Brown and his colleagues at Meta are trying to build an artificial intelligence that can play Diplomacy, a game with up to seven players, each representing a major power before the First World War. The goal is to control supply centers by moving units. The game requires private communication and active cooperation unlike two-player games.

The idea of Nash equilibrium is no longer useful for playing well with humans when you go beyond two player zero-sum games.

The poker bot is the first to win the game.

The team trained Cicero on data from 125,661 games of Diplomacy, an online version of the game. Combining these with some self-play data, Cicero's strategic reasoning module was able to predict the likely policies of the other players.
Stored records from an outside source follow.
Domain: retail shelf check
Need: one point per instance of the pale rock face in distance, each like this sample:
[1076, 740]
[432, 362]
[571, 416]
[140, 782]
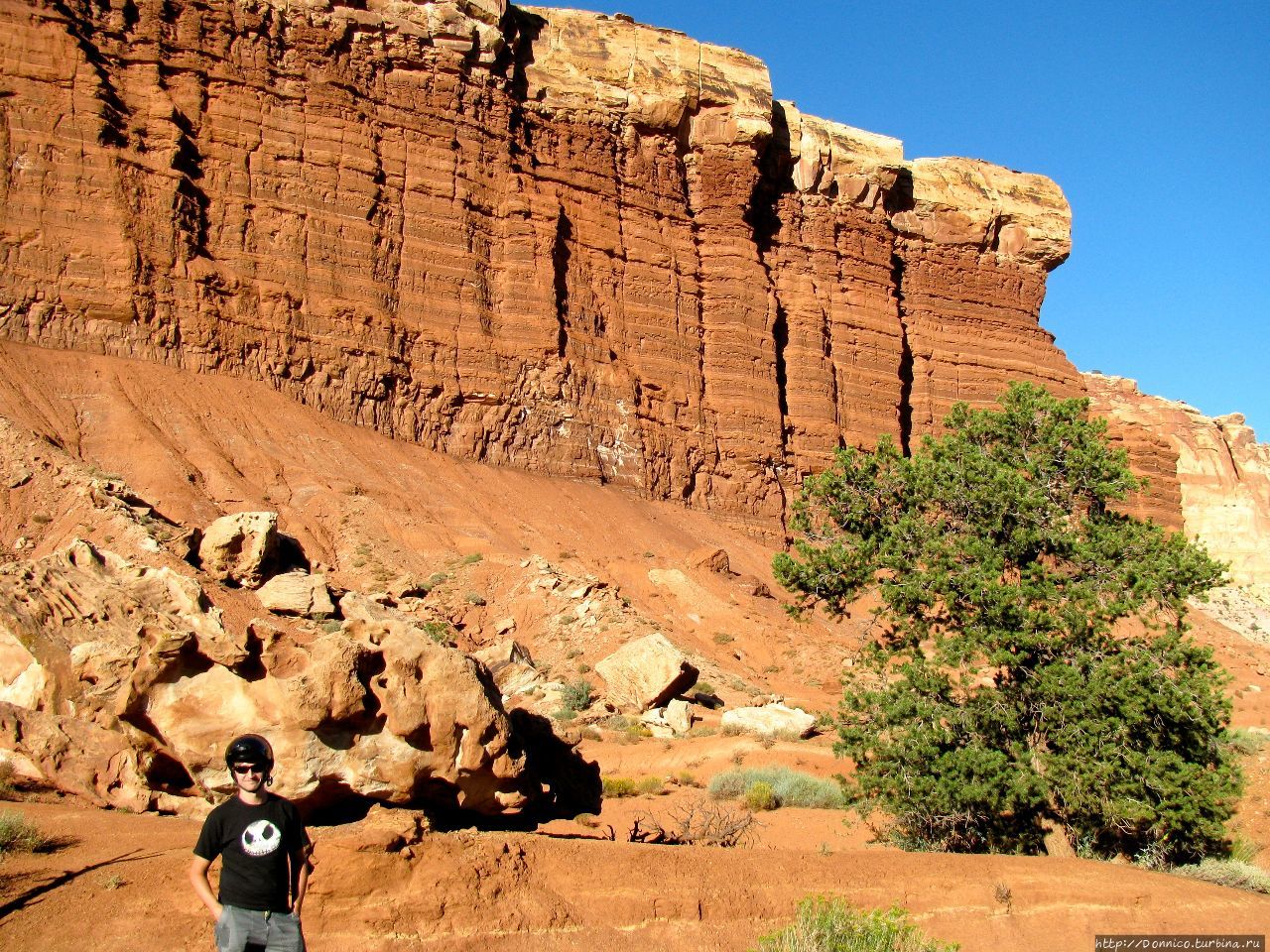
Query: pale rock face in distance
[770, 719]
[1214, 468]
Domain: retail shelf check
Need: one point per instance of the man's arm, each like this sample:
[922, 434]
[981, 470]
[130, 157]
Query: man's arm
[202, 887]
[300, 867]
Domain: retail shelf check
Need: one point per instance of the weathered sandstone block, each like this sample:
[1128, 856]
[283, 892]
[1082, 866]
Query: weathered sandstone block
[645, 673]
[119, 682]
[239, 547]
[536, 238]
[298, 593]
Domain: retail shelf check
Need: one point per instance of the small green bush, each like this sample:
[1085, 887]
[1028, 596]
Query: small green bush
[826, 924]
[437, 631]
[651, 787]
[789, 787]
[575, 696]
[760, 796]
[1228, 873]
[17, 835]
[1246, 742]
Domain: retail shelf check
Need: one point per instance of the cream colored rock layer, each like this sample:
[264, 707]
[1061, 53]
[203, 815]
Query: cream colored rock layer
[1223, 472]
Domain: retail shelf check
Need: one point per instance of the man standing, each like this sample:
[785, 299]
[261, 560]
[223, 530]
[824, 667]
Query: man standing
[264, 851]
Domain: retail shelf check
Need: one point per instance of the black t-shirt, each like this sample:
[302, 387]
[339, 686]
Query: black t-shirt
[259, 846]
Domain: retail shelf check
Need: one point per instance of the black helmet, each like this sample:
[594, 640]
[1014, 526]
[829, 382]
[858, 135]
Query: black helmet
[249, 749]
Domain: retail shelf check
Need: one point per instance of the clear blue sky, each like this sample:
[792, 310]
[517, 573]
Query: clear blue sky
[1152, 117]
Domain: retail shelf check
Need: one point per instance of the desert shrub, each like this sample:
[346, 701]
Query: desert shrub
[698, 824]
[1243, 849]
[760, 796]
[651, 787]
[825, 924]
[1000, 701]
[1228, 873]
[1245, 742]
[575, 696]
[17, 835]
[789, 787]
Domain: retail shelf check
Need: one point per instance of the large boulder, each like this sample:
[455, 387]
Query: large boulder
[298, 593]
[121, 683]
[645, 673]
[770, 720]
[511, 666]
[238, 548]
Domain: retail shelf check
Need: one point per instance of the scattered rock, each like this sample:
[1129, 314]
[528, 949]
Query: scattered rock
[771, 719]
[712, 558]
[679, 715]
[298, 593]
[511, 666]
[121, 683]
[366, 608]
[239, 547]
[645, 673]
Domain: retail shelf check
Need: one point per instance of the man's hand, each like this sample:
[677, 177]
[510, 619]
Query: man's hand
[198, 869]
The SRM chose an optimal action and signaled its intent to Cicero.

The dialogue module was built using text from the Internet and messages from Diplomacy games. Cicero, representing England, might ask France, "Do you want to support my convoy to Belgium?"
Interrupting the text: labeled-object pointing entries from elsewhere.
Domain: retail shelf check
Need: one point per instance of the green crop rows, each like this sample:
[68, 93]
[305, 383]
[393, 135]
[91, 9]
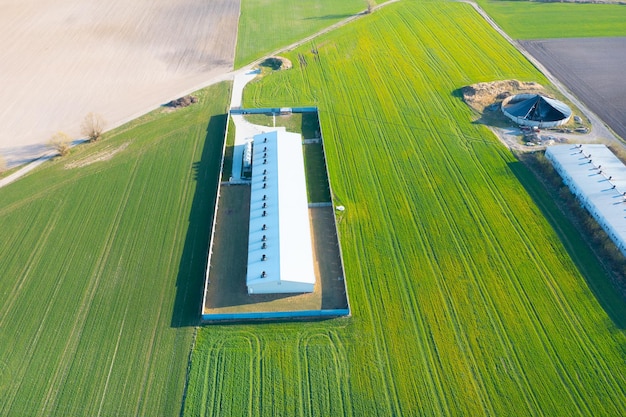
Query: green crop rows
[464, 299]
[266, 25]
[101, 268]
[539, 20]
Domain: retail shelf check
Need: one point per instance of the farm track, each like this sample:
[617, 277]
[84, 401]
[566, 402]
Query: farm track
[599, 127]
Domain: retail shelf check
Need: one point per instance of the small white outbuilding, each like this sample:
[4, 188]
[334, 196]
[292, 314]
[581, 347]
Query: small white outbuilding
[280, 252]
[598, 179]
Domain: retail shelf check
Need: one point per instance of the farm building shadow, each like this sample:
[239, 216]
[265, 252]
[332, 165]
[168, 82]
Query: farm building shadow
[192, 267]
[594, 273]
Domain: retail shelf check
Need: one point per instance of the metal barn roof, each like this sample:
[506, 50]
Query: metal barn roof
[280, 253]
[595, 175]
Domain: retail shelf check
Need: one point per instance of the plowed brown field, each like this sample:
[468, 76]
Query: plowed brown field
[60, 59]
[593, 69]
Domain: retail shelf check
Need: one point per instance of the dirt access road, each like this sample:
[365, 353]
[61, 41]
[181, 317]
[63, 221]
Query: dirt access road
[61, 59]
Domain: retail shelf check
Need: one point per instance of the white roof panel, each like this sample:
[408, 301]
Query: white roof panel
[280, 254]
[598, 178]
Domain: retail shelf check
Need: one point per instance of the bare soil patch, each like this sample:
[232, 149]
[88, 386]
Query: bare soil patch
[60, 59]
[482, 95]
[593, 69]
[103, 155]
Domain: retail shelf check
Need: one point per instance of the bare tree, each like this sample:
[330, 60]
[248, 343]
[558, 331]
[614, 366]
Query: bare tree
[61, 142]
[93, 126]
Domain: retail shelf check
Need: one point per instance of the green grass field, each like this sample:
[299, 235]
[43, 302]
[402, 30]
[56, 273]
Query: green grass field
[266, 25]
[538, 20]
[102, 268]
[464, 299]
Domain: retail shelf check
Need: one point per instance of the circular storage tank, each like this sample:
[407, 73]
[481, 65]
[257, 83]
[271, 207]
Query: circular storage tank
[536, 110]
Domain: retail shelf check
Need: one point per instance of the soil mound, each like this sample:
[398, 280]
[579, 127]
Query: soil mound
[482, 95]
According to the Science paper 2,Cicero achieved more than double the average score of the human players and ranked in the top 10% of participants who played more than one game.

Real-world behaviour

Brown believes that game-playing artificial intelligences that can interact with humans could pave the way for real world applications. He says that if you make a self-driving car, you don't want to assume that all the other drivers are rational. He says Cicero is a step in the right direction. We have one foot in the game world and another in the real world.

Wellman agrees that there is more work that needs to be done. He says that many of the techniques are relevant to real world applications. At some point, the leading artificial intelligence research labs need to figure out how to measure scientific progress on games that we actually care about.

The article is titled: "D41586 022-04246-7."